The first remedy is to make sure that the union between the trunk and the rootstock is above ground. If it is buried, roots will grow from the trunk and the restricting effect of the rootstock will be reduced, or even completely overpowered. If you find that the union is covered, scrape away the soil and cut off any roots that are growing from the trunk. The soil should not be replaced or exactly the same thing will happen in a year or two.
If the union is not buried, try altering the; assuming, that is, that you feed the tree. A common cause of excessive vigour is too much nitrogen. If, therefore, the nitrogen content of the fertiliser is higher than the potash level, change to one with more potash, such as a tomato or rose food. In cases of extreme vigour, it may pay to give potash alone in the form of sulphate of potash. This method is effective, but it may take a year to show results.
In the section on weeds, mention was made of using grass to control the vigour of trees. Grass seed is sown beneath over-vigorous trees in the spring. As the grass grows, it ‘steals’ some of the fertiliser and moisture from the ground that would otherwise have found its way down to the tree roots. This is a very quick way of altering the vigour of the tree and the opposite (getting rid of grass or weeds) is equally effective at increasing growth. The more ryegrass there is in the seed mixture, the greater the effect. Once the tree starts, or resumes, cropping, the grass can be cut hard or even killed or dug in.
These actions, either singly or in combination, will nearly always induce a tree to crop, but there are times when they will not. In this case, the remedy could be root pruning.
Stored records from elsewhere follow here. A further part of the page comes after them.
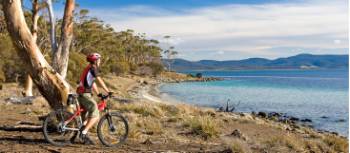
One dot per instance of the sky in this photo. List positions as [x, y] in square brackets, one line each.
[231, 29]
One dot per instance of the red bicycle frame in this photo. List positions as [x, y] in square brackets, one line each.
[101, 106]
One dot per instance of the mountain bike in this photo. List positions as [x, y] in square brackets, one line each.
[61, 127]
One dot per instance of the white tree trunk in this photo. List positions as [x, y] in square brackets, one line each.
[50, 84]
[28, 85]
[61, 55]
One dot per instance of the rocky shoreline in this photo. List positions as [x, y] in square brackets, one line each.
[292, 121]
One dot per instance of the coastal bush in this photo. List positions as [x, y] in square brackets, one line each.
[204, 126]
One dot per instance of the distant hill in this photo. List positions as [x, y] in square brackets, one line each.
[301, 61]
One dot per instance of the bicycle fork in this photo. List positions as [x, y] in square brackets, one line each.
[110, 123]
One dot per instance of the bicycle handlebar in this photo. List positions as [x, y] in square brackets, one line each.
[103, 97]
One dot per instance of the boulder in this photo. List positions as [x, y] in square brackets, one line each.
[262, 114]
[306, 120]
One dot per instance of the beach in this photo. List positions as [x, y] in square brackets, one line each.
[162, 126]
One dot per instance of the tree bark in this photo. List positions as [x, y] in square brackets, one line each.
[61, 55]
[50, 84]
[53, 24]
[28, 86]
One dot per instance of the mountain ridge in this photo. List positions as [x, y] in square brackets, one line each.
[300, 61]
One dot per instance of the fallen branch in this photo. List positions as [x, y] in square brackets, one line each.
[22, 128]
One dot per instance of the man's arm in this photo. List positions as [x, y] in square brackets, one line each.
[102, 83]
[94, 88]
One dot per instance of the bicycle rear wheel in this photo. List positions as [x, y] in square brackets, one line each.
[54, 130]
[112, 129]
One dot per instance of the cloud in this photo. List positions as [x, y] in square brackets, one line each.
[240, 29]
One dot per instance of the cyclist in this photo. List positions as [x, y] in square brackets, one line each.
[86, 87]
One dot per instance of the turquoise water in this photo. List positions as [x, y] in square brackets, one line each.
[319, 95]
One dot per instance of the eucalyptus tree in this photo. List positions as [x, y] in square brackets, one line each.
[50, 84]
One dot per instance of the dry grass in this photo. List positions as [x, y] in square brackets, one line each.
[144, 109]
[238, 147]
[205, 126]
[289, 141]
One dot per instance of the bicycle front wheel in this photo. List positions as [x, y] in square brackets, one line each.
[56, 131]
[112, 129]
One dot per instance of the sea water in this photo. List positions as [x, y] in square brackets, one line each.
[319, 95]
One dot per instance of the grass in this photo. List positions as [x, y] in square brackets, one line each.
[205, 126]
[237, 147]
[144, 109]
[291, 142]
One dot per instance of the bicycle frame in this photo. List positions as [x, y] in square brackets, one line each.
[101, 107]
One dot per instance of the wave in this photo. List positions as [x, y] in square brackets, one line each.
[283, 77]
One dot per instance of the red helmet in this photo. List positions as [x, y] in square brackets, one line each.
[93, 57]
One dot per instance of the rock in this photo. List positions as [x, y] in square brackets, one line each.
[306, 120]
[340, 120]
[335, 133]
[147, 142]
[253, 113]
[294, 118]
[262, 114]
[238, 134]
[275, 114]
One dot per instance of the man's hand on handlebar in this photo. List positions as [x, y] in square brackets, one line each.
[105, 96]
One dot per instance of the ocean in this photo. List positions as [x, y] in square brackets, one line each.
[319, 95]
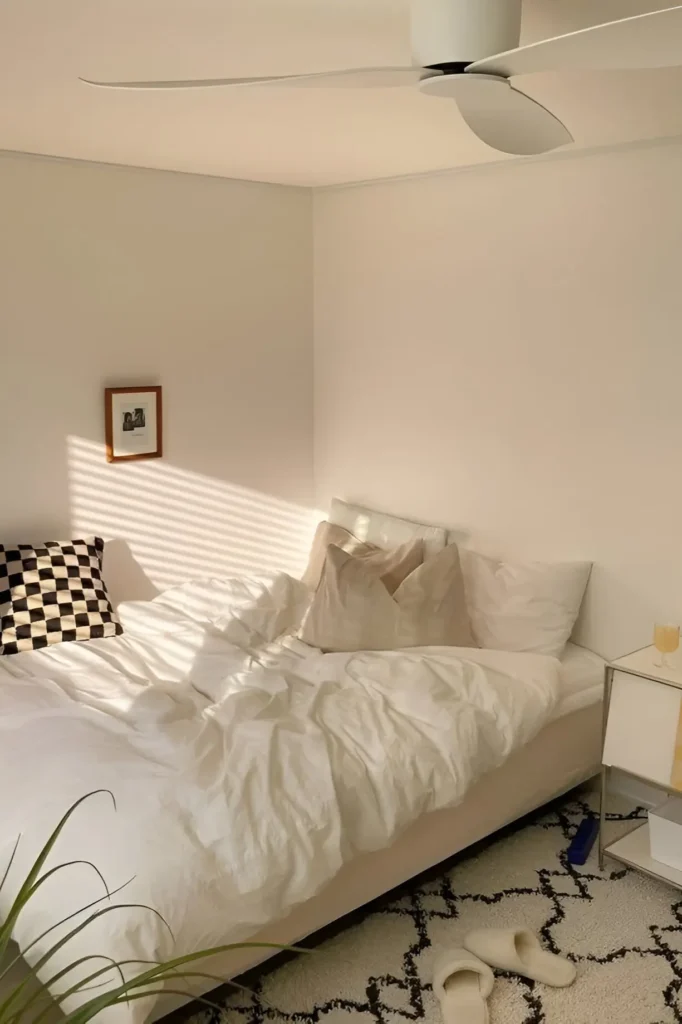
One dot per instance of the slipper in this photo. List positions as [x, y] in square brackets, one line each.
[518, 950]
[462, 983]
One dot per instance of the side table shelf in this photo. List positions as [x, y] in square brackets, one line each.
[642, 737]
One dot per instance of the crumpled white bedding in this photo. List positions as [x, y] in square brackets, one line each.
[246, 771]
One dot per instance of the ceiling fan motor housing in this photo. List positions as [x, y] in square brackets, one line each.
[454, 32]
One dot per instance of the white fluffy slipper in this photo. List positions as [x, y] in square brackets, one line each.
[519, 950]
[462, 983]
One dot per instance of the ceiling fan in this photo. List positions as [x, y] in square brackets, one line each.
[452, 41]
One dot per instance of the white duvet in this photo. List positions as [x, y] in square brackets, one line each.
[246, 771]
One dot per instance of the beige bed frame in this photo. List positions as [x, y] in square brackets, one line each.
[563, 755]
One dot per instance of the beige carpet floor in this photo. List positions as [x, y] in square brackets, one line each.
[623, 930]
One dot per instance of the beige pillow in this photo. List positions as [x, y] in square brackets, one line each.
[392, 566]
[352, 609]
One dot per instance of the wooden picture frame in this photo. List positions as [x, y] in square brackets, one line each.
[133, 423]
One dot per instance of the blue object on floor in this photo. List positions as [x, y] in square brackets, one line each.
[583, 841]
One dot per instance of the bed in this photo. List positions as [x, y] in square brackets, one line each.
[204, 662]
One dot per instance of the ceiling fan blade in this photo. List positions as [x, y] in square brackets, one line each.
[355, 78]
[504, 118]
[652, 40]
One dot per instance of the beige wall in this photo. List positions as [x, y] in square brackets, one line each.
[501, 350]
[117, 275]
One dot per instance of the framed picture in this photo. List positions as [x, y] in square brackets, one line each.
[133, 423]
First, dig out a trench around the tree so that the inside is some 3ft (1m) out from the base of the trunk. The trench should be 2-3ft (60cm- 1m) wide. While you are digging out the trench, save the small and fibrous roots and tie them back out of the way. These will be needed later to keep the tree alive; we want to reduce its vigour, not destroy it.
Any roots thicker than about 2in (5cm) across should have a section the width of the trench cut from them. This is needed to stop the two ends joining up again, as has been known to occur where only a single cut was made. It also gets them out of the way and makes any further digging easier. It will normally be sufficient to dig to 2ft (60cm) deep, but undercut any thick roots you find going straight down; these are often the very ones that are causing the excessive vigour.
Once the operation is over, the trench should be refilled and the retained roots released and spread out carefully as the soil level rises. Firm them in well as you go.
The tree will need staking and should be watered during the following summer if there is the slightest indication that it is suffering.
Always root prune in the winter when the tree is dormant.
The final line of attack is ‘bark ringing’. This should only be carried out if all else has failed. It involves removing a complete ring of bark from around the trunk of the tree so that the flow of sap is all but halted (hence its use as a last resort; it can be lethal if carried out carelessly).
The width of the ring (top to bottom) should never exceed 1/2in (1.25cm), even on the largest tree, and the wound must be bound with sticky tape immediately after removing the ring to prevent it drying out In the normal course of events, this has such a dramatic effect on the tree that fruit buds are often formed in profusion in the year after ringing for fruiting a year later. Don’t let this encourage you to bark ring unnecessarily though; it’s still a tricky business.